Bringing Bayesian Models to Life empowers the reader to extend, enhance, and implement statistical models for ecological and environmental data analysis. We open the black box and show the reader how to connect modern statistical models to computer algorithms. These algorithms allow the user to fit models that answer their scientific questions without needing to rely on automated Bayesian software. We show how to handcraft statistical models that are useful in ecological and environmental science including: linear and generalized linear models, spatial and time series models, occupancy and capture-recapture models, animal movement models, spatio-temporal models, and integrated population-models.
- R code implementing algorithms to fit Bayesian models using real and simulated data examples.
- A comprehensive review of statistical models commonly used in ecological and environmental science.
- Overview of Bayesian computational methods such as importance sampling, MCMC, and HMC.
- Derivations of the necessary components to construct statistical algorithms from scratch.
Bringing Bayesian Models to Life contains a comprehensive treatment of models and associated algorithms for fitting the models to data. We provide detailed and annotated R code in each chapter and apply it to fit each model we present to either real or simulated data for instructional purposes. Our code shows how to create every result and figure in the book so that readers can use and modify it for their own analyses. We provide all code and data in an organized set of directories available at the authors' websites.
Table of Contents
Background. Bayesian Models. Numerical Integration. Monte Carlo. Markov Chain Monte Carlo. Importance Sampling. Basic Models and Concepts. Bernoulli – Beta. Normal-Normal. Normal-Inverse Gamma. Normal-Normal-Inverse Gamma. Intermediate Models and Concepts. Mixture Models. Linear Regression. Posterior Prediction. Model Comparison. Regularization. Bayesian Model Averaging. Time Series Models. Spatial Models. Advanced Models and Concepts. Quantile Regression. Hierarchical Models.Binary Regression. Count Data Regression. Zero-Inflated Models. Occupancy Models. Abundance Models. Expert Models and Concepts. Integrated Population Models. Spatial Occupancy Models. Spatial Capture-Recapture Models. Spatio-Temporal Models. Hamiltonian Monte Carlo.

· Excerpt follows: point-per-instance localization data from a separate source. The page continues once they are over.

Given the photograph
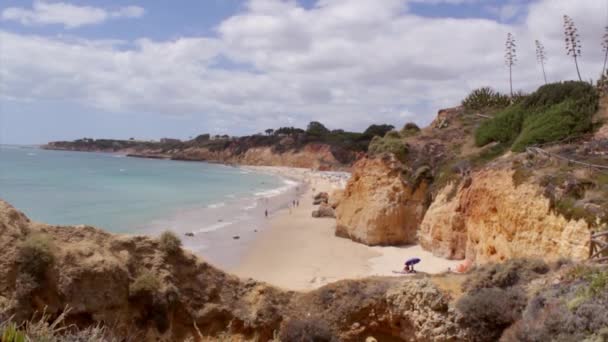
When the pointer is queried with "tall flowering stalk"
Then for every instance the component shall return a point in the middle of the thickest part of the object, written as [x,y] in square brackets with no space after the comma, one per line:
[605,47]
[573,42]
[541,57]
[510,57]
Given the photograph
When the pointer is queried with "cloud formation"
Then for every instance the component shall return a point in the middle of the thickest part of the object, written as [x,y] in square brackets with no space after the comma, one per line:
[68,15]
[347,63]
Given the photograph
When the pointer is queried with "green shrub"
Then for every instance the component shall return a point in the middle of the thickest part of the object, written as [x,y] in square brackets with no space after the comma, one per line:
[503,128]
[557,122]
[510,273]
[409,129]
[146,284]
[307,330]
[35,256]
[485,98]
[170,243]
[388,144]
[553,112]
[489,311]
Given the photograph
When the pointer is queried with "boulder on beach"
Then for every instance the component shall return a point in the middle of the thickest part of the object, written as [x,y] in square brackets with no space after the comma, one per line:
[324,211]
[321,197]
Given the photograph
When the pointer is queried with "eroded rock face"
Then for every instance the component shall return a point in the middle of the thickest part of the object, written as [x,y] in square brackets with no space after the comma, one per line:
[378,206]
[93,273]
[491,219]
[315,156]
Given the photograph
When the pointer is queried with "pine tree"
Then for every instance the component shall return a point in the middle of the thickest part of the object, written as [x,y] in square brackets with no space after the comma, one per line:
[541,57]
[573,42]
[510,58]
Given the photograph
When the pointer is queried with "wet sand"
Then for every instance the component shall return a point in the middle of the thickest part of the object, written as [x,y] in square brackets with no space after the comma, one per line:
[298,252]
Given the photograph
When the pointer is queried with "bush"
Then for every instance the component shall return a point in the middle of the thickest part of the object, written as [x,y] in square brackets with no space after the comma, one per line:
[388,144]
[489,311]
[503,128]
[378,130]
[410,129]
[559,121]
[553,112]
[485,98]
[146,284]
[307,330]
[510,273]
[35,256]
[170,243]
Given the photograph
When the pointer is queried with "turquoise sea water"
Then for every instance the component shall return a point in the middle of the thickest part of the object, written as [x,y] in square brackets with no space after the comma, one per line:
[115,192]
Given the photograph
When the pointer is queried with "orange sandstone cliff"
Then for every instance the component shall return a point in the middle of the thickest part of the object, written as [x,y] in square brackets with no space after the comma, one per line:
[378,206]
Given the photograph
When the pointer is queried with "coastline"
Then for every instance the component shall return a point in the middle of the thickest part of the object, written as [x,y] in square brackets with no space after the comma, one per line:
[298,252]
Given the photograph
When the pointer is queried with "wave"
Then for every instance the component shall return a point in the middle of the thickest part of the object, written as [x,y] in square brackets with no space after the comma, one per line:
[213,227]
[216,205]
[252,206]
[289,184]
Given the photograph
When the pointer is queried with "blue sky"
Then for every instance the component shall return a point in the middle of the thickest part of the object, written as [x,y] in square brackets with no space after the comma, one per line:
[150,69]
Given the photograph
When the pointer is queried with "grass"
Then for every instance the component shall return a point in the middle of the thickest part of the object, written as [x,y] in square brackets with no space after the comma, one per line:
[35,256]
[554,112]
[170,244]
[46,329]
[146,284]
[388,144]
[485,98]
[502,128]
[489,154]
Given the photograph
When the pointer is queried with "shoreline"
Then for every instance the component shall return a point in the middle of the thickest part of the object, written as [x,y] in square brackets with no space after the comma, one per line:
[298,252]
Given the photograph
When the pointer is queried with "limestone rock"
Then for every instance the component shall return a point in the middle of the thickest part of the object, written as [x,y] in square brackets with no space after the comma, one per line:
[378,206]
[93,272]
[321,197]
[336,197]
[494,220]
[324,210]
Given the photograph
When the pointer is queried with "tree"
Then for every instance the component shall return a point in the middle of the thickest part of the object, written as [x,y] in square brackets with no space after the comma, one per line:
[605,46]
[378,130]
[573,42]
[510,58]
[541,57]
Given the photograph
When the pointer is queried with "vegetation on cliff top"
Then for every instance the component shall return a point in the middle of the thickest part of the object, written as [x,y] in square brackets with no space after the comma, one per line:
[554,112]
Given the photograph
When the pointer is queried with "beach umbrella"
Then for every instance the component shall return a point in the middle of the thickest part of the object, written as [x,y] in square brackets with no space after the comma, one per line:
[412,261]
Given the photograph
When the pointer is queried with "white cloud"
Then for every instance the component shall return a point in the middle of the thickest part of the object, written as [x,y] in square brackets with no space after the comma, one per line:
[347,63]
[68,15]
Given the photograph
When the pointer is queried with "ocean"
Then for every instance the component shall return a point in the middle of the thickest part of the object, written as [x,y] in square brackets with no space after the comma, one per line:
[130,195]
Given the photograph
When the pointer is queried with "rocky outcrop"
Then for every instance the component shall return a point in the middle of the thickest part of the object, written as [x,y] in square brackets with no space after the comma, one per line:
[489,218]
[315,156]
[324,210]
[378,206]
[143,291]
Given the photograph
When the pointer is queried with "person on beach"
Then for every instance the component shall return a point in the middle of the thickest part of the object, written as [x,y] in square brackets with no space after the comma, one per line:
[409,265]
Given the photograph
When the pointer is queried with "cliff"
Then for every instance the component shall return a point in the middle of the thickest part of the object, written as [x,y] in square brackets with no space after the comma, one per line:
[488,218]
[455,188]
[378,206]
[317,147]
[315,156]
[145,289]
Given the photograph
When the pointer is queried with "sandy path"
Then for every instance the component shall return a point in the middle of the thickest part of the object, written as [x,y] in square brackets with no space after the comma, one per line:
[298,252]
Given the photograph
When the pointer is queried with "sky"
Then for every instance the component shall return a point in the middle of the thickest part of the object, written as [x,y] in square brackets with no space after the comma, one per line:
[154,68]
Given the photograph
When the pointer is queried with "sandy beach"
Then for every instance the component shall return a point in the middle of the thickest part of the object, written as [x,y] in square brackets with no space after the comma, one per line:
[298,252]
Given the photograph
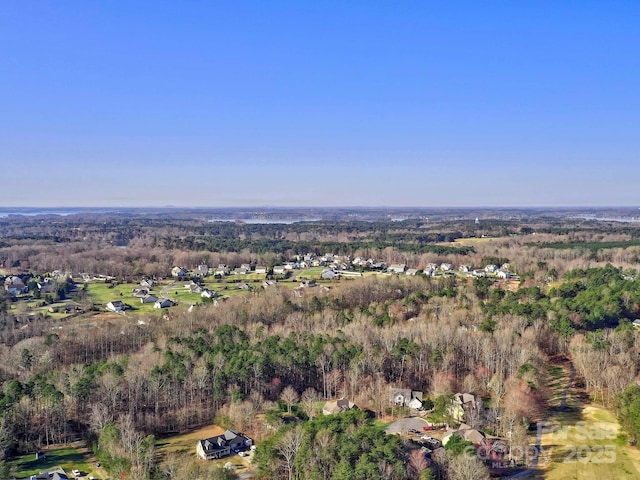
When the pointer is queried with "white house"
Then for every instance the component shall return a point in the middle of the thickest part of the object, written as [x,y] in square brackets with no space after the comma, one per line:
[165,303]
[178,272]
[116,306]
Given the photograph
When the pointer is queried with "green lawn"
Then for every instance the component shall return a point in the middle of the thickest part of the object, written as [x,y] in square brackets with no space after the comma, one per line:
[68,458]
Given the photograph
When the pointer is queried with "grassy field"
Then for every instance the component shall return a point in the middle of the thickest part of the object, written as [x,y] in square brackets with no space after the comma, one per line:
[185,444]
[581,440]
[586,445]
[67,457]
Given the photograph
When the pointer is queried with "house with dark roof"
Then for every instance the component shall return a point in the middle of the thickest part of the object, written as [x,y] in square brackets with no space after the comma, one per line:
[116,306]
[222,445]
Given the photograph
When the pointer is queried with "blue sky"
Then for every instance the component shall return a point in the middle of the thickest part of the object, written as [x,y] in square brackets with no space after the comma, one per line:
[363,103]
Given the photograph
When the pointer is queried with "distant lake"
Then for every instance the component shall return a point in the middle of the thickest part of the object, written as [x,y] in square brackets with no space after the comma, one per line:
[28,212]
[266,221]
[610,219]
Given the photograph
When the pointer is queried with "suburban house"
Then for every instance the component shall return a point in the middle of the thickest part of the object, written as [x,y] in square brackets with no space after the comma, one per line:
[15,286]
[462,404]
[116,306]
[193,287]
[269,284]
[164,303]
[328,274]
[178,272]
[222,445]
[222,270]
[396,268]
[49,285]
[337,406]
[140,292]
[404,397]
[149,299]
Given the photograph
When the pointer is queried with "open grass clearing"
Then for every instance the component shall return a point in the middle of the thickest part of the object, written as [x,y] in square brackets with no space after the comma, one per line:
[586,445]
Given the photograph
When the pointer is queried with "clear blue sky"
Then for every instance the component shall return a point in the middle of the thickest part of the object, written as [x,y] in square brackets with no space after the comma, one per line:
[412,103]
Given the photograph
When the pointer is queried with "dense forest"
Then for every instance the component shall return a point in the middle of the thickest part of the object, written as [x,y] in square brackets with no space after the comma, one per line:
[264,362]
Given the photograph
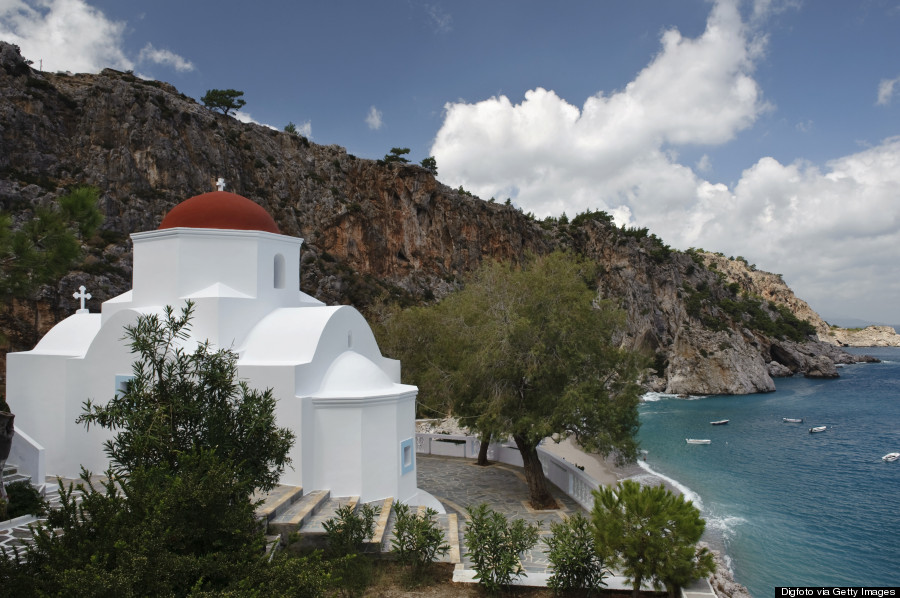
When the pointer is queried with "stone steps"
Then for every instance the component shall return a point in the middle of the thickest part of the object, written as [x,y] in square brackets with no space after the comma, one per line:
[11,474]
[449,525]
[297,513]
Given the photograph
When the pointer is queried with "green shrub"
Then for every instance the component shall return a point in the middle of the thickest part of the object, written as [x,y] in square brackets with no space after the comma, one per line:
[573,559]
[495,546]
[348,529]
[418,540]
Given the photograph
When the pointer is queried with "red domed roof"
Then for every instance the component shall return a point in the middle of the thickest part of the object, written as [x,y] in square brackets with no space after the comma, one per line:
[220,209]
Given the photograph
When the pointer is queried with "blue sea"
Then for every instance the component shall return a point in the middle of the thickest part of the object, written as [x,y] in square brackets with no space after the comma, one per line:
[787,507]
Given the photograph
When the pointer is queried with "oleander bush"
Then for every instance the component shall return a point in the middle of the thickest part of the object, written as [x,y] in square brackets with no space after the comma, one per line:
[495,546]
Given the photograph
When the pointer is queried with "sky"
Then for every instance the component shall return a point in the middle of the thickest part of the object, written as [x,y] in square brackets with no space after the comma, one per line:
[767,129]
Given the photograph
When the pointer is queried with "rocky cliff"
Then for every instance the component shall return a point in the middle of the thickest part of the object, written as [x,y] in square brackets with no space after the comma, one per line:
[372,229]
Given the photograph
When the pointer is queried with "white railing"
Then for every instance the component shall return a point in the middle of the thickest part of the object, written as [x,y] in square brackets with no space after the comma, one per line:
[28,456]
[568,478]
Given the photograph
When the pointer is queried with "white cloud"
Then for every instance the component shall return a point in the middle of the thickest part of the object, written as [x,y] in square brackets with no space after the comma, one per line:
[886,91]
[442,21]
[704,164]
[373,119]
[305,129]
[832,231]
[165,57]
[64,35]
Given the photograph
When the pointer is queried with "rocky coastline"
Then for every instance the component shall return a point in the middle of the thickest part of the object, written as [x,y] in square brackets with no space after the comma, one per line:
[373,230]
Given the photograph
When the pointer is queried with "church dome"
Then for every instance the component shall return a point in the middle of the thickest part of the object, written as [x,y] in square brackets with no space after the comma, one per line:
[220,209]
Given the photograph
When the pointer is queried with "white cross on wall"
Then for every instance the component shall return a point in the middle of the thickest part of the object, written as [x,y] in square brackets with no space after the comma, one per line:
[83,296]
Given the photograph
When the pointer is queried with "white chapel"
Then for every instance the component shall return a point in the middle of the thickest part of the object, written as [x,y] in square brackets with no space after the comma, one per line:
[354,421]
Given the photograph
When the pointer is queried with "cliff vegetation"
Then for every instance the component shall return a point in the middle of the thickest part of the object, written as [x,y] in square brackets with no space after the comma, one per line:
[374,231]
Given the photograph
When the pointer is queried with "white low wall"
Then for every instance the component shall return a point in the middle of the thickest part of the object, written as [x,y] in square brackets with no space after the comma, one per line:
[28,457]
[568,478]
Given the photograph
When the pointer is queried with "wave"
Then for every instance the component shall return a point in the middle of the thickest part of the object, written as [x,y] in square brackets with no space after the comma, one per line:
[652,473]
[652,397]
[722,527]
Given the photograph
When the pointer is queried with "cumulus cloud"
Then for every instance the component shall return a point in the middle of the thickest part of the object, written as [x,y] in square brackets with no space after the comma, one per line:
[831,230]
[549,155]
[886,91]
[373,119]
[70,35]
[165,57]
[66,35]
[305,129]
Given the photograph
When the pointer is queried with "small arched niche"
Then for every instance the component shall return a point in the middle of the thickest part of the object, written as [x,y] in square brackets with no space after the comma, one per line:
[279,271]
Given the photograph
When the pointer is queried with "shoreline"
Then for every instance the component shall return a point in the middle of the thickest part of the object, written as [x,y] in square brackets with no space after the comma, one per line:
[607,473]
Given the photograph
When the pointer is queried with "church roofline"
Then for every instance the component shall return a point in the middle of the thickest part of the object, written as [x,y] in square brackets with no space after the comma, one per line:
[211,232]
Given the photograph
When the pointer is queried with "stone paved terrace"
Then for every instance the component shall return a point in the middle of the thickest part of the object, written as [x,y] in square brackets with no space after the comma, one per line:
[458,483]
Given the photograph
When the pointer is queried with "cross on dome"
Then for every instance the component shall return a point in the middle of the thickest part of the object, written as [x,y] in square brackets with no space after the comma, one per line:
[80,294]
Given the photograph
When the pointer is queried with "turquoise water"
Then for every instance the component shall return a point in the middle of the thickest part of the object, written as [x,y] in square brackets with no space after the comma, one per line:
[788,507]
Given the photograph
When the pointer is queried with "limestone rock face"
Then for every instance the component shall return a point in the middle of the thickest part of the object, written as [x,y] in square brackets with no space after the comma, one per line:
[372,229]
[871,336]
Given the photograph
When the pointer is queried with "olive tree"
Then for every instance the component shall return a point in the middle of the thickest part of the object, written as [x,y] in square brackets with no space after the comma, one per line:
[176,515]
[223,100]
[529,352]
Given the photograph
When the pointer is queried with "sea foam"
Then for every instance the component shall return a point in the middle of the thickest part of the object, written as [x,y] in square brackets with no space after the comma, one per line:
[652,473]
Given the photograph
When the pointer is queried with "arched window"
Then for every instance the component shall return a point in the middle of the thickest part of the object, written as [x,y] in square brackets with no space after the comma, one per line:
[279,271]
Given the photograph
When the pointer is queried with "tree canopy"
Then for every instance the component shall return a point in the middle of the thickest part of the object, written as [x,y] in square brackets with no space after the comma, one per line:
[397,154]
[48,245]
[525,351]
[651,533]
[224,100]
[179,402]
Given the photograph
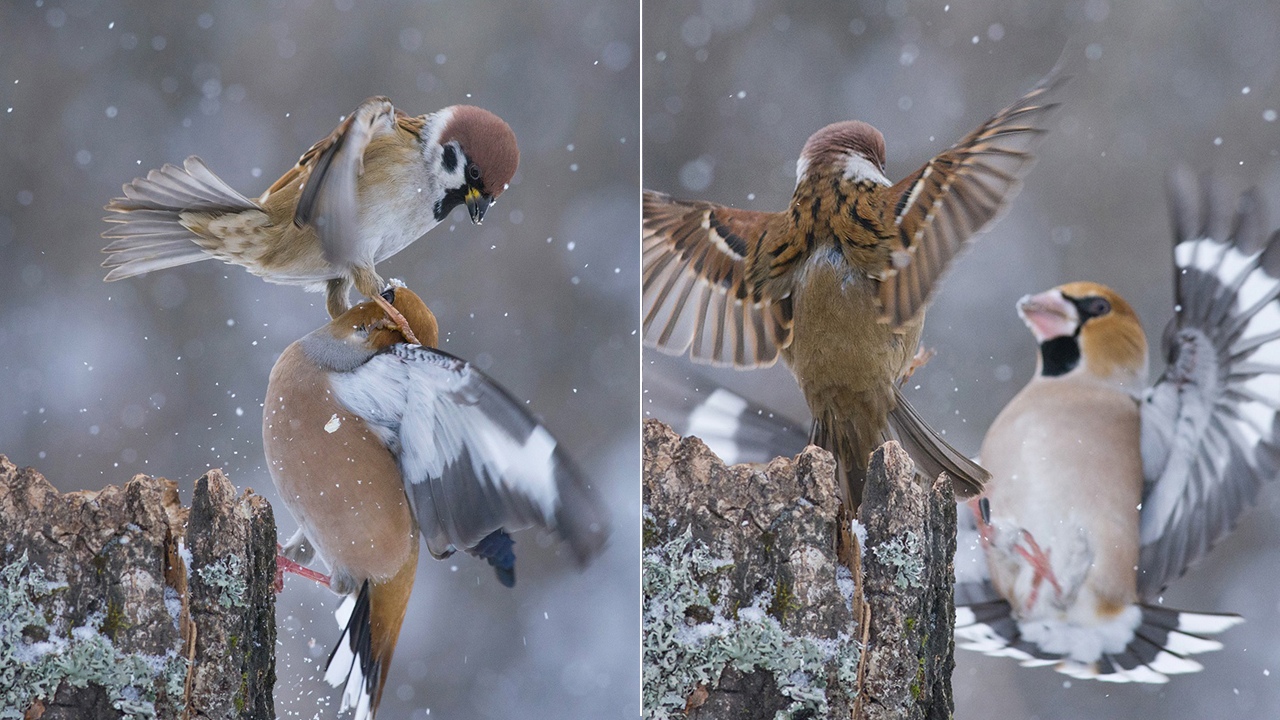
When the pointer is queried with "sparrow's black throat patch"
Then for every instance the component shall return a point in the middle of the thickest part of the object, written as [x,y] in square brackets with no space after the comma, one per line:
[1060,355]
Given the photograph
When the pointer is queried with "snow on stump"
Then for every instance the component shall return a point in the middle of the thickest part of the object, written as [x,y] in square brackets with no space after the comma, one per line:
[124,604]
[750,609]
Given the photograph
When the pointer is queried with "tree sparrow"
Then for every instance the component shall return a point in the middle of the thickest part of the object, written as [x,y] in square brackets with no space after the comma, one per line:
[356,197]
[837,283]
[1105,491]
[374,441]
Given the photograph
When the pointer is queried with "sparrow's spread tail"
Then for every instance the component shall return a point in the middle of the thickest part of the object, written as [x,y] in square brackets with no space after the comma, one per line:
[1143,643]
[932,454]
[370,623]
[149,231]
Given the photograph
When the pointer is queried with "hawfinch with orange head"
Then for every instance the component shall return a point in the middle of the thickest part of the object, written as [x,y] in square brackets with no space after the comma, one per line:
[839,281]
[1104,491]
[359,196]
[375,441]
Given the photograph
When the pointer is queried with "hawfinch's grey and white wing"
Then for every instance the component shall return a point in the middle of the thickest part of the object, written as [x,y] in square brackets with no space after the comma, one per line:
[938,208]
[734,428]
[1210,429]
[695,294]
[472,459]
[330,171]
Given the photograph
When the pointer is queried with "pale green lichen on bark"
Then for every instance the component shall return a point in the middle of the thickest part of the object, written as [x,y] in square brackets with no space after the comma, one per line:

Mevin B. Hooten is a Professor in the Departments of Fish, Wildlife, & Conservation Biology and Statistics at Colorado State University. He is also Assistant Unit Leader of the Colorado Cooperative Fish and Wildlife Research Unit (U.S. Geological Survey) and a Fellow of the American Statistical Association. He earned his PhD in Statistics at the University of Missouri and focuses on the development of statistical methodology for spatial and spatio-temporal ecological processes.
Trevor J. Hefley is an Assistant Professor in the Department of Statistics at Kansas State University. He earned a PhD in Statistics and Natural Resource Science at the University of Nebraska - Lincoln and focuses on developing and applying spatiotemporal statistical methods to inform conservation and management of fish and wildlife populations.